GoNaturalCare.com – Mari kita telusuri lebih dalam mengenai kandungan produk dari dr. Brandon, khususnya Dr. Brandon Vitamin C 20% Brightening & Firming Serum.
Produk ini merupakan inovasi terbaru dari Dr. Brandon yang diformulasikan sebagai booster serum untuk mencerahkan kulit wajah dan menyamarkan noda hitam. Dengan kandungan ascorbic acid 20% dan Vitamin C murni yang berasal dari Extract Lemon Yuzu Jepang, serum ini menawarkan aksi cepat untuk mengatasi masalah noda hitam dan bekas jerawat.

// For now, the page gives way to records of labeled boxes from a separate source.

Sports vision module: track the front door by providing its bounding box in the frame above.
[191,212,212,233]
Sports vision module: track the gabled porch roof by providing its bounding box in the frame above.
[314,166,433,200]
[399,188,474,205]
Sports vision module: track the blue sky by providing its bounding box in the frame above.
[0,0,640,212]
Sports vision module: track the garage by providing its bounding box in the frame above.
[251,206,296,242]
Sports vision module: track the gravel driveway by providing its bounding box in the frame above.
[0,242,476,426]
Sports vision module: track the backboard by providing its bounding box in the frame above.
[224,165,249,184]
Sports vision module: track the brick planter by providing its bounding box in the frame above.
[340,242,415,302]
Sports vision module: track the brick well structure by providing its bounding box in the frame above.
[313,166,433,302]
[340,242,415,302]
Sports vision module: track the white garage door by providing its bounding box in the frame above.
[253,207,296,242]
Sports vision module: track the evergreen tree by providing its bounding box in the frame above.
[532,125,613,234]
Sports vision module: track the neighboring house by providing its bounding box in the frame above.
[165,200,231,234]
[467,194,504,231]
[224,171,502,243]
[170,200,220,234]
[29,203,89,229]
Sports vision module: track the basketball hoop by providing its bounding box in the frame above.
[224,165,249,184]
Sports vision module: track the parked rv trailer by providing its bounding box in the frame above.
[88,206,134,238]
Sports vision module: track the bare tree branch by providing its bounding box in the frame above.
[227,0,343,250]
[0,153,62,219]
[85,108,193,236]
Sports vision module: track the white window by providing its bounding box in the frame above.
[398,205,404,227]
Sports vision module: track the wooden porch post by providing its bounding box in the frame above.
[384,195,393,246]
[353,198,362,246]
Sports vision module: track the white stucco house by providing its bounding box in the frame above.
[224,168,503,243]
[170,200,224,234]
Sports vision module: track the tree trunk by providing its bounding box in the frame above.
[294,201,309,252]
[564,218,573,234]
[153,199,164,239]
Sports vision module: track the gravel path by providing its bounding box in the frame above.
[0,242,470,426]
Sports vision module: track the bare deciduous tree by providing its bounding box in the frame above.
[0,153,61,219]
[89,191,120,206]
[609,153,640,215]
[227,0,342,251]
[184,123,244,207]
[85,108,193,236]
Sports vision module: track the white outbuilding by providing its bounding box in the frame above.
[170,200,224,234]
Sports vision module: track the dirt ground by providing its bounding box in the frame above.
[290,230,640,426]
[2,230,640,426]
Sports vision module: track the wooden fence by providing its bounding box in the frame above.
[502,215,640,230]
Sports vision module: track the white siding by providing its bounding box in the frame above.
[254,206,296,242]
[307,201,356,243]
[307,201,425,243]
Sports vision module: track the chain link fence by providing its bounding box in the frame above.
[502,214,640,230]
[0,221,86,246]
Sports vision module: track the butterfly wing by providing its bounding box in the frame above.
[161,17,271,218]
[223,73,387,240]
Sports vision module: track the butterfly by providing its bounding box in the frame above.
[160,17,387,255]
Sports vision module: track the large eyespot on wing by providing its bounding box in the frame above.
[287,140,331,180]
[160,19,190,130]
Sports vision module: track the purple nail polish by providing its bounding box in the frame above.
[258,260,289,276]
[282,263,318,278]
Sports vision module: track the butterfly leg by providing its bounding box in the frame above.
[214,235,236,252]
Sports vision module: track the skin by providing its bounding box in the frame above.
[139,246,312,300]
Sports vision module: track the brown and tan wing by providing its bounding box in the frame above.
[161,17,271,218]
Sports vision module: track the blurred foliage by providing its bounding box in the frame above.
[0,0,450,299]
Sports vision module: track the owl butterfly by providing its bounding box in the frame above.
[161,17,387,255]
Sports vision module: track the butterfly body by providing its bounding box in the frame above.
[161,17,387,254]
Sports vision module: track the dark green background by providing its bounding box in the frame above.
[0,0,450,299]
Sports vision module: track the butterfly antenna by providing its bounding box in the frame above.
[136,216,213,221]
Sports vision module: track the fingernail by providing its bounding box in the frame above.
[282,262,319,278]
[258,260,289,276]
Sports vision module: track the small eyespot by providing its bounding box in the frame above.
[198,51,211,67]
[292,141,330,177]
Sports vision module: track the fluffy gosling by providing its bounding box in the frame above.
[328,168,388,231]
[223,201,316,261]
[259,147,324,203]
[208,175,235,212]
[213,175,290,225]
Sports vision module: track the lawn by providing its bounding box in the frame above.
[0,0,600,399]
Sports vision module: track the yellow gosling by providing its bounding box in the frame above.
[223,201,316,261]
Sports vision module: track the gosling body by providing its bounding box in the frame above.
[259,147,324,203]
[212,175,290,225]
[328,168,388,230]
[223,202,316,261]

Tekstur serum yang ringan dan menyegarkan diklaim mudah meresap ke dalam lapisan kulit. Penggunaan rutin diharapkan dapat menghasilkan kulit yang tampak lebih cerah bersinar dan noda hitam yang tersamarkan.
|
|
| Dr. Brandon Brightening & Firm Serum 20% Vit C + Gluthatione. |
Manfaat Vitamin C secara umum meliputi perbaikan kerusakan kulit akibat radikal bebas, percepatan produksi kolagen, dan perlindungan kulit dari paparan sinar matahari.
Cara penggunaannya cukup sederhana: teteskan 2-3 tetes serum pada wajah yang bersih dan kering, gunakan setelah toner dan sebelum krim pagi atau malam.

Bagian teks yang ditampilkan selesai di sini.